A Titanic moment on the Danube
|The Legend aground with its rescuing tug nearby.|
If you are on a boat, a scraping-crunching sound that sends shimmers through the vessel isn’t something you want to hear.
But that’s what woke me from sleep at a little after 3 a.m. on Tuesday, May 28, on the Viking Legend river boat as it made its way between Linz and Melk, stops along the way to Vienna, Bratislava and Budapest.
I opened my eyes in time to see the TV in our small cabin flickered on and then off. Then quiet ensued and, ever the optimist, I fell back to sleep only to wake at 5 a.m. as is my custom. I wandered down the corridor to the foyer to get coffee.
I as immediately met by the concierge who instructed me to go back to my room and stay there until further word. He added the vague, unsettling comment that there had been a “problem.” Just then three officials dressed in dark blue uniforms adorned with illegible name tags and patches entered stage left.
So I went back to our cabin, which now seemed more like a cage. I stared out the window to find the shore about 20 feet away from the boat. I screwed up my courage to defy authority and popped up a nearby stairwell to peep over the upper deck, which had been cordoned off. A large tugboat was circling the Legend, seemingly looking for the best angle of approach.
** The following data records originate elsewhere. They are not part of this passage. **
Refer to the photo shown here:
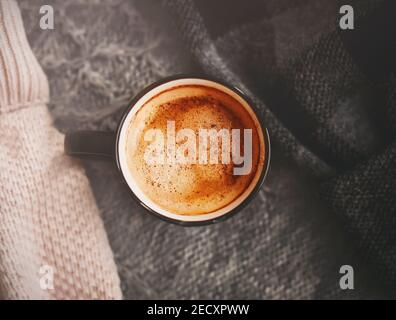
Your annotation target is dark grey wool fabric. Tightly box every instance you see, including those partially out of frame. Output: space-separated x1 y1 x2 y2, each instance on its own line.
163 1 396 293
20 0 396 299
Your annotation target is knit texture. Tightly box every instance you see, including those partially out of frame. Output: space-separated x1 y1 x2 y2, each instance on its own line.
0 0 121 299
165 0 396 297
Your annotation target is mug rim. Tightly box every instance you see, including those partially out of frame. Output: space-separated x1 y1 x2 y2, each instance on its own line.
115 73 271 227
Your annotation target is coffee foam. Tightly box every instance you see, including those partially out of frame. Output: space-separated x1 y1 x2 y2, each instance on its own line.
119 79 265 221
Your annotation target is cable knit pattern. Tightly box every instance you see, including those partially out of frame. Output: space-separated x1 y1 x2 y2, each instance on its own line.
0 0 121 299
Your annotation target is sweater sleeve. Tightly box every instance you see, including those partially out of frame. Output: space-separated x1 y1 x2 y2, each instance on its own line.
0 0 121 299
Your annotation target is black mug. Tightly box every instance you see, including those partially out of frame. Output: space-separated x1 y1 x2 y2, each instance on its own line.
65 75 270 226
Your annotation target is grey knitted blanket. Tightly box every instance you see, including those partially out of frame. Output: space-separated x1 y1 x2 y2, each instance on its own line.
20 0 396 299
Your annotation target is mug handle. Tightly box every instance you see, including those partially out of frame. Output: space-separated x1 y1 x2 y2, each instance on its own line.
65 131 116 159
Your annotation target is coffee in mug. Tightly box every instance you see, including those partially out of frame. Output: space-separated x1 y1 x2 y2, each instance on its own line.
65 77 270 225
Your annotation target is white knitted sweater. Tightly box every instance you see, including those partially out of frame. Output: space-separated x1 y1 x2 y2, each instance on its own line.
0 0 121 299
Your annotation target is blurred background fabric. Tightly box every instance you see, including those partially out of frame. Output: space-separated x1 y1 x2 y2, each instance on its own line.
19 0 396 299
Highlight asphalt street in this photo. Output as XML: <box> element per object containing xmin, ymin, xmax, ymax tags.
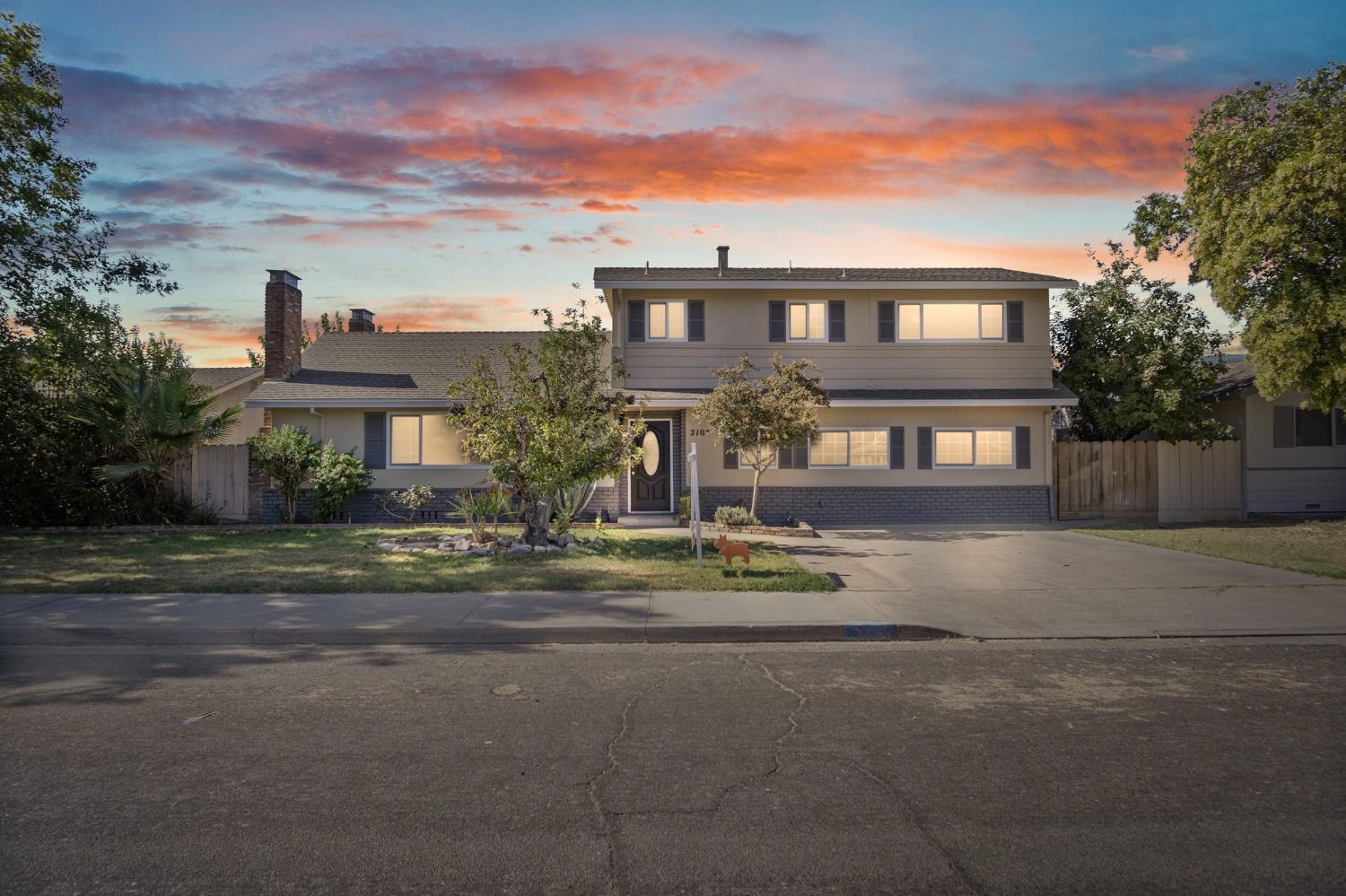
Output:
<box><xmin>0</xmin><ymin>638</ymin><xmax>1346</xmax><ymax>895</ymax></box>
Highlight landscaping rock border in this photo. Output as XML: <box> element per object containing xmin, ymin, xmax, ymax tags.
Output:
<box><xmin>702</xmin><ymin>519</ymin><xmax>820</xmax><ymax>538</ymax></box>
<box><xmin>374</xmin><ymin>532</ymin><xmax>605</xmax><ymax>557</ymax></box>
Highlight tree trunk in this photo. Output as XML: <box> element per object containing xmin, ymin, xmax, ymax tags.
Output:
<box><xmin>522</xmin><ymin>500</ymin><xmax>552</xmax><ymax>548</ymax></box>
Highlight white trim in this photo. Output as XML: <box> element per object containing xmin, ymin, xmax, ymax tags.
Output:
<box><xmin>626</xmin><ymin>417</ymin><xmax>681</xmax><ymax>516</ymax></box>
<box><xmin>210</xmin><ymin>368</ymin><xmax>263</xmax><ymax>398</ymax></box>
<box><xmin>244</xmin><ymin>389</ymin><xmax>1079</xmax><ymax>412</ymax></box>
<box><xmin>808</xmin><ymin>427</ymin><xmax>893</xmax><ymax>470</ymax></box>
<box><xmin>594</xmin><ymin>280</ymin><xmax>1079</xmax><ymax>291</ymax></box>
<box><xmin>931</xmin><ymin>427</ymin><xmax>1019</xmax><ymax>470</ymax></box>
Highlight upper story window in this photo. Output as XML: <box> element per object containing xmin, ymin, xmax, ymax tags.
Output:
<box><xmin>646</xmin><ymin>301</ymin><xmax>686</xmax><ymax>342</ymax></box>
<box><xmin>388</xmin><ymin>414</ymin><xmax>473</xmax><ymax>467</ymax></box>
<box><xmin>934</xmin><ymin>428</ymin><xmax>1015</xmax><ymax>467</ymax></box>
<box><xmin>789</xmin><ymin>301</ymin><xmax>828</xmax><ymax>342</ymax></box>
<box><xmin>898</xmin><ymin>301</ymin><xmax>1006</xmax><ymax>342</ymax></box>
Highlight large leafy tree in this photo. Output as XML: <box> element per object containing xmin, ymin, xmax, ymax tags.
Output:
<box><xmin>696</xmin><ymin>354</ymin><xmax>828</xmax><ymax>517</ymax></box>
<box><xmin>0</xmin><ymin>13</ymin><xmax>175</xmax><ymax>525</ymax></box>
<box><xmin>1052</xmin><ymin>242</ymin><xmax>1228</xmax><ymax>441</ymax></box>
<box><xmin>1131</xmin><ymin>64</ymin><xmax>1346</xmax><ymax>411</ymax></box>
<box><xmin>449</xmin><ymin>301</ymin><xmax>645</xmax><ymax>545</ymax></box>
The Legend, which is 443 feet long (one football field plus half of another), was stalled cross-wise in the Danube channel, blocking it to all river traffic.
Because most of the 189 passengers were presumably asleep, or were supposed to be asleep, no public address announcement was made. That was a sign that my worst “Titanic” fears were unfounded. We were not slowly sinking into the waters of the Danube.
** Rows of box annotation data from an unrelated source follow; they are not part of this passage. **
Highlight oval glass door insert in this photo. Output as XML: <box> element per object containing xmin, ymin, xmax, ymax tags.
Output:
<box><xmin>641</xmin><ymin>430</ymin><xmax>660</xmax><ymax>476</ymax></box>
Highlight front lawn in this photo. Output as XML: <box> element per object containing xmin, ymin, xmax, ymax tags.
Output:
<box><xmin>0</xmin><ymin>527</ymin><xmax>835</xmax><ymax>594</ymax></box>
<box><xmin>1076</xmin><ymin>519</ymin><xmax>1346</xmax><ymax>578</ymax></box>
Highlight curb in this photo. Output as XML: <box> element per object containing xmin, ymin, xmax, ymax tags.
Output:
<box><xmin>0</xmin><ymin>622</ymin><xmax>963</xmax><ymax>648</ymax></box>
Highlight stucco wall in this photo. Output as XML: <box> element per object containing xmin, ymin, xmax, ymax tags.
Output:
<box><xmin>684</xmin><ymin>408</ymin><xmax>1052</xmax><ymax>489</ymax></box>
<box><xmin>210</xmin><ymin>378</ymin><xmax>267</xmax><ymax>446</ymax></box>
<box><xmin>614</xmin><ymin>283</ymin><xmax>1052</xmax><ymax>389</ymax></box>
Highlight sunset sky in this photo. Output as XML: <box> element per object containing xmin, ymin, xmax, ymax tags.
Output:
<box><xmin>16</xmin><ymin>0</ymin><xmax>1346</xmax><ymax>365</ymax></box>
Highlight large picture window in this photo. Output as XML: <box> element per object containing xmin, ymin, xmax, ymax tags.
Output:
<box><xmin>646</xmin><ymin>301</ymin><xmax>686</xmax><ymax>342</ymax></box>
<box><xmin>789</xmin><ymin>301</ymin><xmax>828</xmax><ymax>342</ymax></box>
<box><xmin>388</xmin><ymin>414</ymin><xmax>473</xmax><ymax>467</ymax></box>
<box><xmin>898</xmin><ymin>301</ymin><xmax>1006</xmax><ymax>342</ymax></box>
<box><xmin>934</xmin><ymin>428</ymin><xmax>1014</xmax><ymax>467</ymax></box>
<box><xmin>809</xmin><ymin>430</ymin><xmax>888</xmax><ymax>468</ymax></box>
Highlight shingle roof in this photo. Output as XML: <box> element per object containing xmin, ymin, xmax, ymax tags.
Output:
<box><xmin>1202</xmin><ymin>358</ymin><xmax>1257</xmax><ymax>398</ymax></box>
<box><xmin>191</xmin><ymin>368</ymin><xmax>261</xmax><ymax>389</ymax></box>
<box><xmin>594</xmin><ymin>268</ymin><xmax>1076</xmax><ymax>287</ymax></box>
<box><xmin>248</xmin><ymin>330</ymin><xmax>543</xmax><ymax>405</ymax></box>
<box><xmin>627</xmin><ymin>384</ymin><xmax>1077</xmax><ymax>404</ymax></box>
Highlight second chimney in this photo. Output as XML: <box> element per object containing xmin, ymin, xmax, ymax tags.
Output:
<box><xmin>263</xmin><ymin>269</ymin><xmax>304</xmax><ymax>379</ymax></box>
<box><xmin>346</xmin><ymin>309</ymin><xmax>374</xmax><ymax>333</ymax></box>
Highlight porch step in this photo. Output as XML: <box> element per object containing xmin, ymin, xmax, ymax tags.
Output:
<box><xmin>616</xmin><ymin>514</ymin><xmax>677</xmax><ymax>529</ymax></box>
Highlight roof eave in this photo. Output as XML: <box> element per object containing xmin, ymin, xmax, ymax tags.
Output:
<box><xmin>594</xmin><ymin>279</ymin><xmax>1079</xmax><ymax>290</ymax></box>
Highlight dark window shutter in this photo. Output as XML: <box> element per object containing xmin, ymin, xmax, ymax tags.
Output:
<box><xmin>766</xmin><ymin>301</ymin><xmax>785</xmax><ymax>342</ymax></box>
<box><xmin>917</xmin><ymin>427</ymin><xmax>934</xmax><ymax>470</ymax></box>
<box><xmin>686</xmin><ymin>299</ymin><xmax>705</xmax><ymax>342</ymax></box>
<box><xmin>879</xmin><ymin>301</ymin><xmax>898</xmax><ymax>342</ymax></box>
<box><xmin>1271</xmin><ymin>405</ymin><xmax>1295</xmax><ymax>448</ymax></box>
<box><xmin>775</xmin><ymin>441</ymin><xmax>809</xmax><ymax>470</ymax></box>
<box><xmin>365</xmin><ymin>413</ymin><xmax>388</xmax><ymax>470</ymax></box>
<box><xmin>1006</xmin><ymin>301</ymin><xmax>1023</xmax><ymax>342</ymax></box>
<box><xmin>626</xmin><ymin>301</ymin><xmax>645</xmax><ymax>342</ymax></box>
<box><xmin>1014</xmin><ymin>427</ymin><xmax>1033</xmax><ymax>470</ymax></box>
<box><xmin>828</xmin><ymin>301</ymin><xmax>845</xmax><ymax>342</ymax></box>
By 6:30, the Legend was moving again, and all seemed normal— until the big boat did a u-turn in the middle of the river and sidled up to a seawall landing in a small village that wasn’t part of itinerary. We would come to know Sarmingstein, Austria, better in the next two days. Vienna it wasn’t.
At breakfast, our program director informed us that the Captain would let us know more details as they become available. Meanwhile, until the authorities (those guys in blue uniforms) were satisfied that the boat was safe to carry passengers, we would be visiting the schedule tourist sites by bus (four buses, actually.). So we were bundled off to the Melk Abbey on a 45-minute commute.
Turns out that Viking also runs a bus line to supplement its boats and to take passengers on side trips. They also come in handy if a boat runs aground.
As long as the boat remained tied up in at the seawall, immobile, we could sleep on it. But until the authorities deemed the Legend safe, there would be not traveling aboard it.
The next day, the Captain, who spoke no English, informed the assembled passengers that a sensor had gone “kaput.” He even brandished a foot-long piece of sensor before assertively putting it aside.
The manager of the “hotel” (which is what the boat really is, a hotel adrift) joked, “Well there it is, ladies and gentlemen, ‘sensor kaput.’”
We were told that because of the failed sensor the electricity went out, which shut off the engines, which led the loss of steering, which resulted in the grounding.
But was this what really happened? The question spiced dinner-table conversations for the rest of the trip. Yes, the sensor was replaced and we actually cruised the river for one final night, arriving in Budapest late but by boat, not bus.
The table-top speculation was that human error was the culprit. Did someone fall asleep at the wheel? The sequence of hearing the loud crunch and then the TV flickering seemed at odds with the official explanation. And if the steering went out because of a failed sensor, how did we manage to get to Sarmingstein? Significantly, the tug didn’t push us there and the Legend somehow managed that 180 turn to dock at the little town.
Meanwhile, we might well wonder what those uniformed inspectors had to say in their official report. The incident did rate an item on the web site shipwrecks.com
At the end of the voyage, Viking asked us to evaluate “our experience.” If the evaluations were anything like ours (and I’m sure they were) they were frank in their disappointment.
One day after returning home, we received an e-mail from Viking expressing apologies and offering us $1000 each off a future Viking cruise.
We are considering our options, but taking another cruise isn’t at the top of the list.
P.S. Legend’s problems weren’t over after we left (we took the train to Prague—that’s another story) All that rain resulted in flooding in Central Europe and high water on the Danube. The Legend wasn’t expected to return up river soon because the water level made bridge clearance too low for the boat to pass underneath.
“Nature kaput!” as the captain might say.